Here’s an archived post from 2010 for historical purposes. As disclaimer, this is only for educational and information purposes only.
The purpose of this treatise is to address the legitimacy of the Cell Tech business opportunity – specifically to answer the question around its possible characterization as a scam. In the interest of clarity, the word scam will assume the more helpful definition of fraud, as follows:
An intentional deception made for personal gain or to damage another individual.
Since it is unlikely that someone would use the Cell Tech business opportunity to damage another individual (surely other methods would be more expedient and create greater hardship), we’ll use an intentional deception as our working definition. One additional item of housekeeping is to note that Cell Tech has been re-branded as Simplexity Health as of December 2006 and is now operating under that name.
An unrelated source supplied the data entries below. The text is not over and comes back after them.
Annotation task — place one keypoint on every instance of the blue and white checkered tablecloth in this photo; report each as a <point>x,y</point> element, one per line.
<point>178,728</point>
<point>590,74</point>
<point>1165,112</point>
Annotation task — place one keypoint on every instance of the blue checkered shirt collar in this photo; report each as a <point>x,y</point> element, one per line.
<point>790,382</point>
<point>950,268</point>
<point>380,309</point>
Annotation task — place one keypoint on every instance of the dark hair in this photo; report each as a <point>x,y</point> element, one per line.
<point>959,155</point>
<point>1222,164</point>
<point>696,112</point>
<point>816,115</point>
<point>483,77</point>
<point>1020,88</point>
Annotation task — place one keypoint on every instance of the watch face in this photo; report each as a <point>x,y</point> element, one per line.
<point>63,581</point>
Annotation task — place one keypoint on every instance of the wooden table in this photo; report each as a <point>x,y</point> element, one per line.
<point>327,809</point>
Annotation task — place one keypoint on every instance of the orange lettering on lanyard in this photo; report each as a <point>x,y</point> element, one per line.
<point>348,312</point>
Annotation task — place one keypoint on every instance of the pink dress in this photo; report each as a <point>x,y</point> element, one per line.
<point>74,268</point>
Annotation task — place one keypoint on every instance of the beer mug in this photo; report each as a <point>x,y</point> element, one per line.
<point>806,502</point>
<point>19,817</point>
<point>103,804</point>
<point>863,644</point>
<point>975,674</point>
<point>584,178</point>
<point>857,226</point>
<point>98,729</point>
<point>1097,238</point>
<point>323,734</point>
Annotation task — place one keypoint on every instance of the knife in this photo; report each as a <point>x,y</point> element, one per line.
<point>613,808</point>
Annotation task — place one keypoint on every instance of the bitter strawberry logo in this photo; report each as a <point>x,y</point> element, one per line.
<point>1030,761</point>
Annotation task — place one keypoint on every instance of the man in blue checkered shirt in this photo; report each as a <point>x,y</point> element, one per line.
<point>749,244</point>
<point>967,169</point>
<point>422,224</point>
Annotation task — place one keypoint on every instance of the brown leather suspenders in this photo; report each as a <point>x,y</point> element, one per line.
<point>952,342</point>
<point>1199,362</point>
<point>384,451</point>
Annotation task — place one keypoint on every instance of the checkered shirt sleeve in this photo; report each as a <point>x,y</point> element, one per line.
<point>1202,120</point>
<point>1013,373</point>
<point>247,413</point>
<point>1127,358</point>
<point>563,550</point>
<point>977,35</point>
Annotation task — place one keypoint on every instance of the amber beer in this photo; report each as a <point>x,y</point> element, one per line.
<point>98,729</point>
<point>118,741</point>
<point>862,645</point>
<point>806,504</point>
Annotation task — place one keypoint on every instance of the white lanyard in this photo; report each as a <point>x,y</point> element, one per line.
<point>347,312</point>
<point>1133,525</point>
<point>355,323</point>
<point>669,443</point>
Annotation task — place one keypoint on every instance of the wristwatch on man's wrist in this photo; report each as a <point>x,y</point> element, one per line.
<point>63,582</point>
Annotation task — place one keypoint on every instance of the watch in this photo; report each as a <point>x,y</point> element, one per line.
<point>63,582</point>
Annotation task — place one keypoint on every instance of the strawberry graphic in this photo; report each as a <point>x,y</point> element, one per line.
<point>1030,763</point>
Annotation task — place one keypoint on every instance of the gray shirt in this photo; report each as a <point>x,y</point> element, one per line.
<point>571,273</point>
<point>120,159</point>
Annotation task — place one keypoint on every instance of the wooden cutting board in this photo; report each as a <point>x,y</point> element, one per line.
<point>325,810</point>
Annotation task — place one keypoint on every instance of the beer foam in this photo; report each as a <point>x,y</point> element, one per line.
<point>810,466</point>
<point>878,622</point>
Simplexity Health (formerly Cell Tech International) produces and markets a line of health and wellness products (nutritional supplements, body care products, and nutrition bars) derived from an algae known as Aphanizomenon flos-aquae. This algae is harvested from the upper portion of Klamath Lake in Oregon, evidently one of the few known locations on earth where the algae grows in sufficient quantities for commercial viability. Marketed as Super Blue Green Algae, the Simplexity line includes digestive aids, weight loss supplements, antioxidants, and powdered drink mixes.
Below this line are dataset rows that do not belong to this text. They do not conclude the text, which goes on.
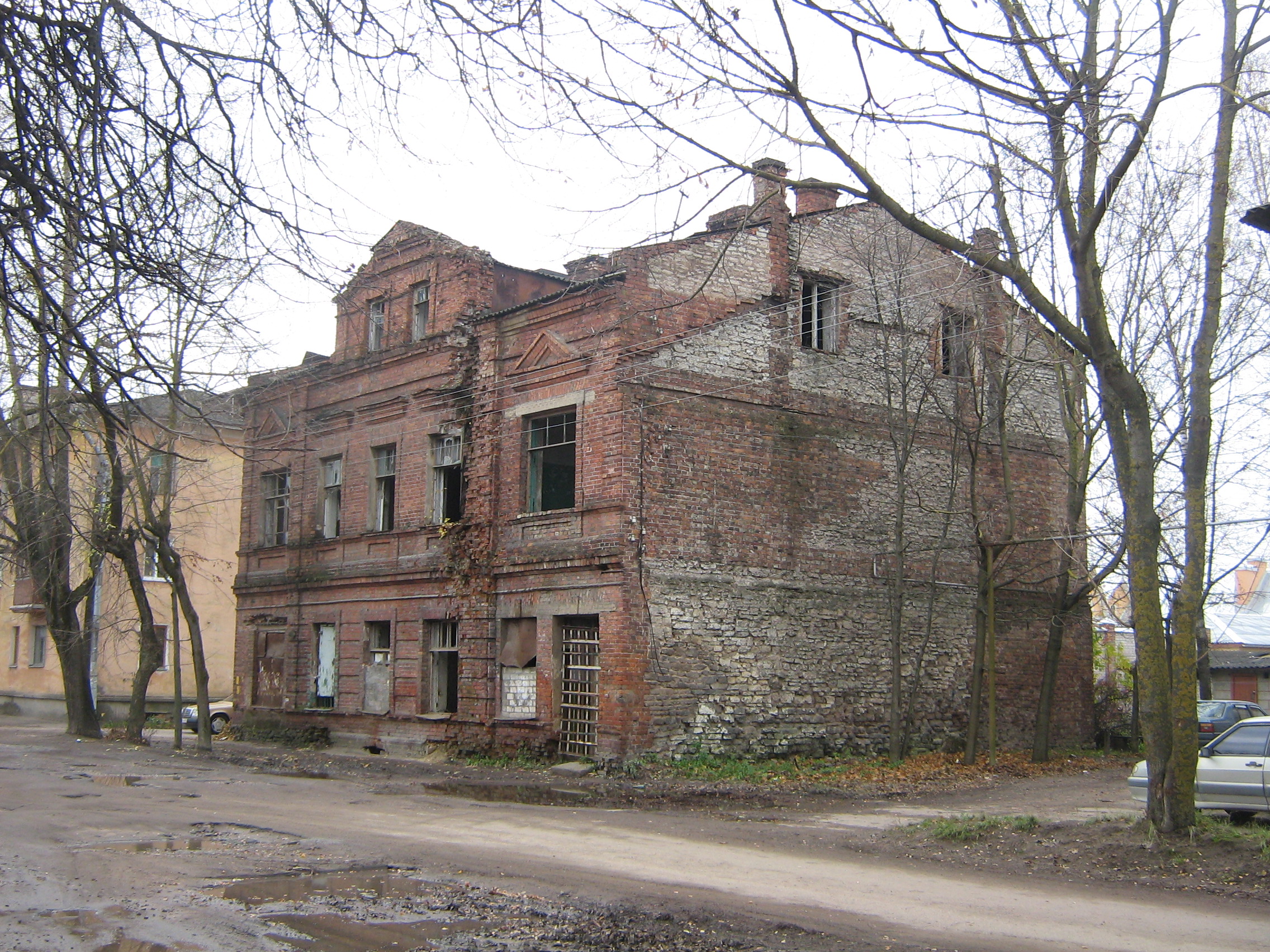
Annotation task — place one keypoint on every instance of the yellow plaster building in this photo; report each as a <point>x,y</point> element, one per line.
<point>206,513</point>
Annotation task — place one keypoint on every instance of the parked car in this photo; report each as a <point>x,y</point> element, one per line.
<point>1216,717</point>
<point>1231,773</point>
<point>221,713</point>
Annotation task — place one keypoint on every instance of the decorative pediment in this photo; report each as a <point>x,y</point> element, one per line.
<point>545,351</point>
<point>271,424</point>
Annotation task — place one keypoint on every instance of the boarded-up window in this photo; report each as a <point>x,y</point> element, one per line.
<point>519,674</point>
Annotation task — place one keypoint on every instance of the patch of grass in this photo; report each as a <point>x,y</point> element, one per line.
<point>972,827</point>
<point>522,759</point>
<point>852,769</point>
<point>1220,829</point>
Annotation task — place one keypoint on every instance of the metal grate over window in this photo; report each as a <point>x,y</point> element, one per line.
<point>580,691</point>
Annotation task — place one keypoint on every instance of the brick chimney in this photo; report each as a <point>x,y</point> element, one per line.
<point>767,193</point>
<point>811,198</point>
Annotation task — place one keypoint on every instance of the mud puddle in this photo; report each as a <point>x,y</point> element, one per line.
<point>366,884</point>
<point>159,845</point>
<point>327,932</point>
<point>539,794</point>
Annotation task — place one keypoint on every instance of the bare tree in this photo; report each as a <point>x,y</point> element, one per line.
<point>1045,108</point>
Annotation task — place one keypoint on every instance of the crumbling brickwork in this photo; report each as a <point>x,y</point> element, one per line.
<point>710,492</point>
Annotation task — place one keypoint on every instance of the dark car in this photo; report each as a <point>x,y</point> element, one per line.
<point>1216,717</point>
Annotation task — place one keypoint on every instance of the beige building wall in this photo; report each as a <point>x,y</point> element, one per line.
<point>206,515</point>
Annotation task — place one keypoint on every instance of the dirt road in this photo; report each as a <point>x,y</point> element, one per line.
<point>120,862</point>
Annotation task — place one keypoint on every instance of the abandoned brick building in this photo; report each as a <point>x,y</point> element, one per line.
<point>652,504</point>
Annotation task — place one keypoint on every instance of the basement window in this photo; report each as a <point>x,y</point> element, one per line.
<point>375,325</point>
<point>819,315</point>
<point>553,468</point>
<point>421,305</point>
<point>444,696</point>
<point>447,479</point>
<point>384,491</point>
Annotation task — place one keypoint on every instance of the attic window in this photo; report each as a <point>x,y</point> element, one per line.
<point>955,344</point>
<point>421,305</point>
<point>819,315</point>
<point>375,325</point>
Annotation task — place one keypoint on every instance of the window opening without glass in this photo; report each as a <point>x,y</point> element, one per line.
<point>277,506</point>
<point>379,636</point>
<point>375,325</point>
<point>324,679</point>
<point>444,687</point>
<point>150,568</point>
<point>553,461</point>
<point>580,688</point>
<point>39,645</point>
<point>384,497</point>
<point>447,479</point>
<point>819,315</point>
<point>955,344</point>
<point>162,637</point>
<point>419,307</point>
<point>332,491</point>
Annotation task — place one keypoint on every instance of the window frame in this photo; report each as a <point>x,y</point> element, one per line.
<point>536,456</point>
<point>379,653</point>
<point>384,488</point>
<point>39,646</point>
<point>376,324</point>
<point>819,309</point>
<point>276,516</point>
<point>447,478</point>
<point>150,570</point>
<point>421,310</point>
<point>955,356</point>
<point>332,496</point>
<point>444,658</point>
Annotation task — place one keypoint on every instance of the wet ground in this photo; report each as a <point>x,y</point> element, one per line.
<point>131,850</point>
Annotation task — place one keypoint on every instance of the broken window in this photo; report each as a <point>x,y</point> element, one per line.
<point>379,641</point>
<point>553,461</point>
<point>384,492</point>
<point>162,637</point>
<point>819,315</point>
<point>955,344</point>
<point>419,306</point>
<point>445,668</point>
<point>519,669</point>
<point>163,470</point>
<point>150,568</point>
<point>375,325</point>
<point>324,680</point>
<point>277,507</point>
<point>447,479</point>
<point>39,645</point>
<point>332,489</point>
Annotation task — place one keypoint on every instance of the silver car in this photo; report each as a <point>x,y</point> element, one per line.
<point>1231,773</point>
<point>221,713</point>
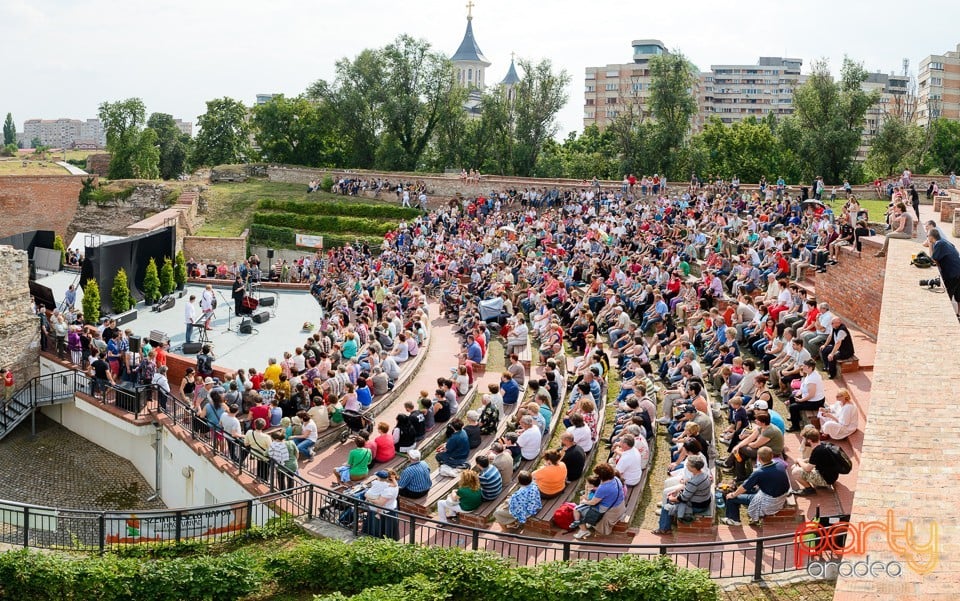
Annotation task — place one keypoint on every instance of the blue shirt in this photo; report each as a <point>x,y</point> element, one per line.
<point>511,392</point>
<point>771,479</point>
<point>474,353</point>
<point>416,477</point>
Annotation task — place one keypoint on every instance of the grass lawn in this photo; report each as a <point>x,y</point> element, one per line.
<point>15,166</point>
<point>230,206</point>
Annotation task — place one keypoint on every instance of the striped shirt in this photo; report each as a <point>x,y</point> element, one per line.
<point>491,483</point>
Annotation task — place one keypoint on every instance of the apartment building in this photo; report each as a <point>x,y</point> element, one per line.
<point>734,92</point>
<point>938,87</point>
<point>612,89</point>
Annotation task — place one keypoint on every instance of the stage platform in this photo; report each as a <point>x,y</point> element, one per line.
<point>283,332</point>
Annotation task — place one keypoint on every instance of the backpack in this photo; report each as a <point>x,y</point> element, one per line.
<point>840,457</point>
<point>563,516</point>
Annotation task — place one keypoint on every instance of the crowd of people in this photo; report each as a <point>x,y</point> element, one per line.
<point>690,291</point>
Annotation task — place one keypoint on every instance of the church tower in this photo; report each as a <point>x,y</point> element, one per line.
<point>470,64</point>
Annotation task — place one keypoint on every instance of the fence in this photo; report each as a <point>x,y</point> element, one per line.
<point>292,498</point>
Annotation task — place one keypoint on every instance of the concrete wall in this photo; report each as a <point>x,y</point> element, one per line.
<point>38,203</point>
<point>19,328</point>
<point>854,287</point>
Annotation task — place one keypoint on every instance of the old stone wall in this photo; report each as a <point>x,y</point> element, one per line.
<point>19,327</point>
<point>208,248</point>
<point>854,287</point>
<point>38,203</point>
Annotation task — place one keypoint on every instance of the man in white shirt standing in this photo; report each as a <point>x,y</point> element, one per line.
<point>189,316</point>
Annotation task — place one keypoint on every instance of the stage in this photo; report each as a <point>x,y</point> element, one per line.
<point>233,350</point>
The company’s operating model, however, focuses only on the sourcing, acquisition, manufacture and packaging of the Super Blue Green Algae product line. It has elected to outsource the distribution of the products through a network marketing or multi-level marketing (MLM) model, very similar to the original MLM, Amway.
Simplexity has created a compensation plan that pays Independent Business Associates (IBAs) for personal use, personal sales and sales through recruitment. In other words, payments to IBAs are contingent upon the movement of product, not merely some other suitable or favorable behavior. That value-for-value transaction, i.e., payment in exchange for goods, differentiates Simplexity from a pyramid or Ponzi scheme, where money collected from new participants is used to pay existing ones.
To the extent that products are sold and IBAs are paid from those sales, Simplexity is not a scam and is not defrauding its IBAs. Further anecdotal evidence is the firm’s tenure – it was Cell Tech for 24 years before becoming Simplexity four years ago. It is unlikely that a Ponzi scheme with that much visibility over time would have escaped the Federal agencies attention, especially now in the internet age.
On another note, however, there is some disagreement as to the health benefits of Super Blue Green Algae. And since the FDA, at this time, does not regulate the market for supplements, “caveat emptor” applies in the case of Simplexity as with other supplementation products and their accompanying opportunities.